SMH. Demands aren't enough. Good relationships of any sort, intimate and other, are formidable. (Attraction + Respect + Trust = Formidable)
— James Felton Keith (@JFKii) August 21, 2015
Tine Turner said it best "what's love got to do with it..." With BlackLivesMatters, Clinton said, "you may not ever change enough hearts" but it can change minds and the formal protections of all lives. Diversity is not about assimilation but formal acceptance and integration of the queer (minority) groups so to ensure that we can all co-exist productively.
— James Felton Keith (@JFKii) August 20, 2015
These types of comments should be expected not only because Hillary represents a diverse group of Americans and global American interests, but also because politicians need people to meet their political activism with social activism. BlackLivesMatters did a great job at getting the attention of the world and this video is an example. It was true that politicians did not understand what the hashtag meant. BlackLivesMatter activists are not "disrupting" the political process, they are participating.

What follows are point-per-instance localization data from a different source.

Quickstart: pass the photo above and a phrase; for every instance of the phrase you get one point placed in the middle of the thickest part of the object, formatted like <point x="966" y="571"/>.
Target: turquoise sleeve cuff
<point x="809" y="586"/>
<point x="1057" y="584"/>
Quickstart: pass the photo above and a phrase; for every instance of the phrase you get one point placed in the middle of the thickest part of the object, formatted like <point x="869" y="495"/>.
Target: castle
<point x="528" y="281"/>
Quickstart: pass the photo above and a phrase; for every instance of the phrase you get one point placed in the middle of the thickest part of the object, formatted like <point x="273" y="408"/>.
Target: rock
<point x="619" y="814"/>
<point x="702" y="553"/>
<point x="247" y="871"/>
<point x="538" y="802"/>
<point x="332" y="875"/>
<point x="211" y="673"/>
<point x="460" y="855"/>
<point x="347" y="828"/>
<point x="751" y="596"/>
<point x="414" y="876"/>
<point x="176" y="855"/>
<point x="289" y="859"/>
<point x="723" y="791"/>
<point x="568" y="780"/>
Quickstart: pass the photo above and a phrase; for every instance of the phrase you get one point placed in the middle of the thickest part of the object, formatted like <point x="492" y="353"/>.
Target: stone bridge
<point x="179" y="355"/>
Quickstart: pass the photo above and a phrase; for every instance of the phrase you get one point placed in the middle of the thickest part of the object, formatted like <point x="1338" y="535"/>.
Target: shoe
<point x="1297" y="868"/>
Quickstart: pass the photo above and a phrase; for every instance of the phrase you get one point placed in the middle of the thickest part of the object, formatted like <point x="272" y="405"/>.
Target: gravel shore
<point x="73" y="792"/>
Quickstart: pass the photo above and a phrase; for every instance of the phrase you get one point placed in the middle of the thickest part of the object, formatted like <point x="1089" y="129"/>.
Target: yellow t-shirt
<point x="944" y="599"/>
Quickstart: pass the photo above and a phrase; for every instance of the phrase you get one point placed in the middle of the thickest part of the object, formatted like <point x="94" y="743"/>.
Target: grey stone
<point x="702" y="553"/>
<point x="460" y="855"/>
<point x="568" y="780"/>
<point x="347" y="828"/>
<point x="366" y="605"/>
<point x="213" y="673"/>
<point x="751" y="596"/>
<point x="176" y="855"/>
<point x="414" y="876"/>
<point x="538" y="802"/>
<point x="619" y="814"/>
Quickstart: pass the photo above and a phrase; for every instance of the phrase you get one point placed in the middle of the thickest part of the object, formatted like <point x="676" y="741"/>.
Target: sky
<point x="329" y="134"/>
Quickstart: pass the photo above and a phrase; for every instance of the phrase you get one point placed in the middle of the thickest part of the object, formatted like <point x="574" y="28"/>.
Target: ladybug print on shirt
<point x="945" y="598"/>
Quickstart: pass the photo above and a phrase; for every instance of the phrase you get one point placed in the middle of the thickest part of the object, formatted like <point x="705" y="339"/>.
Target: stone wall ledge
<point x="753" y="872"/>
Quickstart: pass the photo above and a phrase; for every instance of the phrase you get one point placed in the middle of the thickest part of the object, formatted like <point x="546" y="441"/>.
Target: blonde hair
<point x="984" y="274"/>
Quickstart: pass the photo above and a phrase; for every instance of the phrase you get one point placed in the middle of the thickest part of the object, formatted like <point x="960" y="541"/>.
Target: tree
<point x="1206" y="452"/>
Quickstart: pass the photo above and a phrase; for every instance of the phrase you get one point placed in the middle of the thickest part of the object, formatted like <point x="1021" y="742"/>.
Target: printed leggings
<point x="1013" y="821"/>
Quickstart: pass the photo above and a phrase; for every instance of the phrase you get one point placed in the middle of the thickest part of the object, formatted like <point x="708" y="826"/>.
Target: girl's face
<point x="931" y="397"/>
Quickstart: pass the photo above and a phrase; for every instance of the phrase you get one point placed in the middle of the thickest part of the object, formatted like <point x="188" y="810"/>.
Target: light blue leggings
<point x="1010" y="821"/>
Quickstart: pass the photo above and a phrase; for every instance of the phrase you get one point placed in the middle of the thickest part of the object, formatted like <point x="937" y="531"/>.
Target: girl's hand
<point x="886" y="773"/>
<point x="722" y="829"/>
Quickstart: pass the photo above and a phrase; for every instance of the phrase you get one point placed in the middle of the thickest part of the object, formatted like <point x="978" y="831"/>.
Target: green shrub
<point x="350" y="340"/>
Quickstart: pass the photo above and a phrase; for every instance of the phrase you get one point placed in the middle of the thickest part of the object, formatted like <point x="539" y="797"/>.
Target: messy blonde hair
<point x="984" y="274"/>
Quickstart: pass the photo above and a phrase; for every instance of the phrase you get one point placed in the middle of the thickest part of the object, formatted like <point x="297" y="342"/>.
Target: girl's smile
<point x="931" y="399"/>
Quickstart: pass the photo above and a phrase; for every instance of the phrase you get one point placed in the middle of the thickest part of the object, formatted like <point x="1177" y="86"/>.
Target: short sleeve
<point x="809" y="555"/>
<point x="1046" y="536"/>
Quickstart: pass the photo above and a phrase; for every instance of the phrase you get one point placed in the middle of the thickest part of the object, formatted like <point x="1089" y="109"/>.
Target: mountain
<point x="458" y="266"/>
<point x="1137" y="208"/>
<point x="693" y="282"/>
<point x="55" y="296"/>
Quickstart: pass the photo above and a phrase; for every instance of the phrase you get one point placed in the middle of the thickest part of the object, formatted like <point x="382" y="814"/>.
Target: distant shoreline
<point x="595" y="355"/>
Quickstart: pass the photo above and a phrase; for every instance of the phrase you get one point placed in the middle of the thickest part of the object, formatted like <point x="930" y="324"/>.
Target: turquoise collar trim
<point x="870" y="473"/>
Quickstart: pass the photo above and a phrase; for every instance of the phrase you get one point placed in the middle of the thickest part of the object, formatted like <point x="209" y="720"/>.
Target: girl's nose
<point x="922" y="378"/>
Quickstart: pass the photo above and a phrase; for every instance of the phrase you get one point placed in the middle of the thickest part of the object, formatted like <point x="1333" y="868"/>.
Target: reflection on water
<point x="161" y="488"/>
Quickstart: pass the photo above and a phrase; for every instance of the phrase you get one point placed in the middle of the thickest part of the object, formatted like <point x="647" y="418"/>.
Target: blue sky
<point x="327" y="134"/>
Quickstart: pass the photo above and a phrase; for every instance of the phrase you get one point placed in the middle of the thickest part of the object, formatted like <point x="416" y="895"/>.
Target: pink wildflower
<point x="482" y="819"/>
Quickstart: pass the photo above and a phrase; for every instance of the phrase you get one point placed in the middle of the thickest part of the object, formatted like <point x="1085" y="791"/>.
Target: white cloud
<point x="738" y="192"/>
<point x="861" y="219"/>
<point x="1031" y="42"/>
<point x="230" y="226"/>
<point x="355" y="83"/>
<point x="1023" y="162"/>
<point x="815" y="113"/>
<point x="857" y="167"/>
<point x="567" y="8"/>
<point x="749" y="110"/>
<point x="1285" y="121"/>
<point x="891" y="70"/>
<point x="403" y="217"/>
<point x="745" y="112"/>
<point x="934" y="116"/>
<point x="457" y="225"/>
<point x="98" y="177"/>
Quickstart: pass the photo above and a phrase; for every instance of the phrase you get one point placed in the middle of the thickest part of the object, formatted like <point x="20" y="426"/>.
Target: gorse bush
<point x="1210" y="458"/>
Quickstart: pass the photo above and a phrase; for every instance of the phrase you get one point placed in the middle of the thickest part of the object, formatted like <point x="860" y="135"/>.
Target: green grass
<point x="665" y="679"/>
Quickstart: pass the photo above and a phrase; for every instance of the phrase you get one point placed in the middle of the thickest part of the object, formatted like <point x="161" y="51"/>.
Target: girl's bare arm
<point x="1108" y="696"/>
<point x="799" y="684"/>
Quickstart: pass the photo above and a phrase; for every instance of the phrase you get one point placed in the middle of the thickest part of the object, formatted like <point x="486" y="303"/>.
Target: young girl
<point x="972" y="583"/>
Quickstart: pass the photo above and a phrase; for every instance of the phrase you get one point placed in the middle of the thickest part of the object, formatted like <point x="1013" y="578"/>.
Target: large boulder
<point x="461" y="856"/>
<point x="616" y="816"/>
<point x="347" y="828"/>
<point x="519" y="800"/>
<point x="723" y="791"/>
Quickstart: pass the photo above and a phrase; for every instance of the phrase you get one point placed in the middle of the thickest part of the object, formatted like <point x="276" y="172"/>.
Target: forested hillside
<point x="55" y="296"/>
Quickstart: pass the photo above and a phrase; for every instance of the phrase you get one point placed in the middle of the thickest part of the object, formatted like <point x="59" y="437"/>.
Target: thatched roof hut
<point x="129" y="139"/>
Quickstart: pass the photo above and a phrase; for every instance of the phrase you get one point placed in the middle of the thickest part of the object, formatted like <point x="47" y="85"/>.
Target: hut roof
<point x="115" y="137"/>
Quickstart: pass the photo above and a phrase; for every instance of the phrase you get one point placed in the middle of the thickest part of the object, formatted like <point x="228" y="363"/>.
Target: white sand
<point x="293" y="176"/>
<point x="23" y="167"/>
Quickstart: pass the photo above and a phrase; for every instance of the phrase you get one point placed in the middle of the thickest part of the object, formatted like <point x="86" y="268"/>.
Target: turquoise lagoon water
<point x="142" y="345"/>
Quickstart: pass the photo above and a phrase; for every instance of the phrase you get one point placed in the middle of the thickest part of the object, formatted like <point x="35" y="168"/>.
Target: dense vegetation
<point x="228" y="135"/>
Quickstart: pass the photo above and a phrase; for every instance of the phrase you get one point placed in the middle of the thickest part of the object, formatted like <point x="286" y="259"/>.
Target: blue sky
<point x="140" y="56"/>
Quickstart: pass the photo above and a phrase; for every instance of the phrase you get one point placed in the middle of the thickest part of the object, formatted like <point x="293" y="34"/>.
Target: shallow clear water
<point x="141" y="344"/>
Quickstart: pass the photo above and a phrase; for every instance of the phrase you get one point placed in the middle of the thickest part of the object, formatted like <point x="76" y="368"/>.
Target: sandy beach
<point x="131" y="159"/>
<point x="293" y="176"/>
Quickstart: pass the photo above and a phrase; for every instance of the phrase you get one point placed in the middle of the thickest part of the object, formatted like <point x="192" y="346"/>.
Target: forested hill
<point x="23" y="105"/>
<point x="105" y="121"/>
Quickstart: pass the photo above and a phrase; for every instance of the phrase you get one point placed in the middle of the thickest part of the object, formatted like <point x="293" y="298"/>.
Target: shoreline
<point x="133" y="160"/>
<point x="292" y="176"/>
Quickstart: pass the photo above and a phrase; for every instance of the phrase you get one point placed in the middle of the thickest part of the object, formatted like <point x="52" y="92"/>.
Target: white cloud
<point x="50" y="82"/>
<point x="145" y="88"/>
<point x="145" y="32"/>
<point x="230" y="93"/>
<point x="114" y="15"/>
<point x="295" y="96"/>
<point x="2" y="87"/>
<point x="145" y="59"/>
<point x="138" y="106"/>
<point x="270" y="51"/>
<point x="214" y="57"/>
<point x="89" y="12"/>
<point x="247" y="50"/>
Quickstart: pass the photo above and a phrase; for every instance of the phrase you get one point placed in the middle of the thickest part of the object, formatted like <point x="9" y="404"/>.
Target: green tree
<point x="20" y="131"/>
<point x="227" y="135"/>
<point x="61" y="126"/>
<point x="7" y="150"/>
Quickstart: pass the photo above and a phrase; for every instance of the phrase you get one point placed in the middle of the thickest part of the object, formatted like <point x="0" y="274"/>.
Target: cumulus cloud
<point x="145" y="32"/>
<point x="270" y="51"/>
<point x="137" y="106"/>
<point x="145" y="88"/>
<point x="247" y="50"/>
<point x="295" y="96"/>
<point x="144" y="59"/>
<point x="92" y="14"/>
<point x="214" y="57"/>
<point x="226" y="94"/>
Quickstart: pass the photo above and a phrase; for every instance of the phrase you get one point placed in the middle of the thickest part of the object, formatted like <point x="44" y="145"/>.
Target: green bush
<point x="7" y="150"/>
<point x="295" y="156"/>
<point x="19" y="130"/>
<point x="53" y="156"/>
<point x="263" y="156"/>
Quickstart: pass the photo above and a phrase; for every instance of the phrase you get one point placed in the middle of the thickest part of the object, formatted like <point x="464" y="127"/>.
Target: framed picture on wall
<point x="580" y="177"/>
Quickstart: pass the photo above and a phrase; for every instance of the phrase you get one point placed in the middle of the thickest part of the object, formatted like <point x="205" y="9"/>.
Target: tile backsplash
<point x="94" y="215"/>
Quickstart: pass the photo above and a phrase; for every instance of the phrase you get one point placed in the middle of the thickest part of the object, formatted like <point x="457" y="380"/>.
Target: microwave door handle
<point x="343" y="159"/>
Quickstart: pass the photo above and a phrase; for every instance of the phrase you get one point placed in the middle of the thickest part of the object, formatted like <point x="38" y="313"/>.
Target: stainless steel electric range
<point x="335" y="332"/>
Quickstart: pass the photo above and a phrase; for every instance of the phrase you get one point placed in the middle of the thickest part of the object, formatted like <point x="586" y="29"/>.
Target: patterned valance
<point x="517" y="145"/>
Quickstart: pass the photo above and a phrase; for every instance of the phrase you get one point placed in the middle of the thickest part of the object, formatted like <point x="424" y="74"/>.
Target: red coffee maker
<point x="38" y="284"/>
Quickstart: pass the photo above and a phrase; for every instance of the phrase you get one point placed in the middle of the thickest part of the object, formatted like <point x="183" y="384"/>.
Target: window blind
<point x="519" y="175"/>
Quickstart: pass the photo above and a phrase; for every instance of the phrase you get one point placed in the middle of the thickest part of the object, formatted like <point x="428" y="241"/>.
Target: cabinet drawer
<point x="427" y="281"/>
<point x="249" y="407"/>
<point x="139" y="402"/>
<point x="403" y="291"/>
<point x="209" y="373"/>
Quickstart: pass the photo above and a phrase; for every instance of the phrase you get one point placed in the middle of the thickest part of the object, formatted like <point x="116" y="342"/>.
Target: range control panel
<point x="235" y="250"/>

We are having the same conversations again and again, since before the civil rights era, and perhaps we should be constantly having these conversations under changing titles and modern themes. In Covenant with Black America, there was mention of often overlooked Black labor and civil rights A. Philip Randolph who came before Paul Robeson, and MLK, and JFK, and LBJ… he had unique access to the White House. The book tells the story of after dinner cigars on September 27, 1940, when Randolph was invited to the kings quarters. I’m talking about non other than the record holder WWII strategist, 4 term elected President Franklin D Roosevelt. At FDR’s request, Randolph talked about the dire conditions of Black people at the time and an agenda for governmental intervention. As it goes in the book…
Roosevelt, after fully acknowledging the validity and merit of Randolph’s arguments and the merits of his substantive proposals, challenged the well-known activist with the following words: “Now, go out and make me do it.”
Fast forward to the 2010’s: The extreme visibility from technology has outraged a generation with violent truths of Black deaths at high rates from terrorists and government officials. Different than our safe spaces where emotions are explored and strategy is built, when in the face of Power you must educate it and participate in the political process. I’m so proud of the way that the Boston leadership participated so far, but disappointed by the general comments and fall-out of the video from onlookers on social media. In this social media grass roots era of soundbites, leadership is still important. Many wont understand the stunt of BlackLivesMatter challenging progressive candidates. Event the mainstream news pundits are politicizing a topic that resides more in sociology and economics to ask invalid questions like “why challenge Democrats over Republicans“. It’s an ignorant interpretation of the strategy. Wise: Hillary as the powerful representative of so many Americans (of all cultural backgrounds including Blacks) could only afford to talk about political action, regardless of how she lobbied in the 1990s. This movement must make policy recommendations at the municipal, state, and national level to empower minorities to have immediate influence and equity.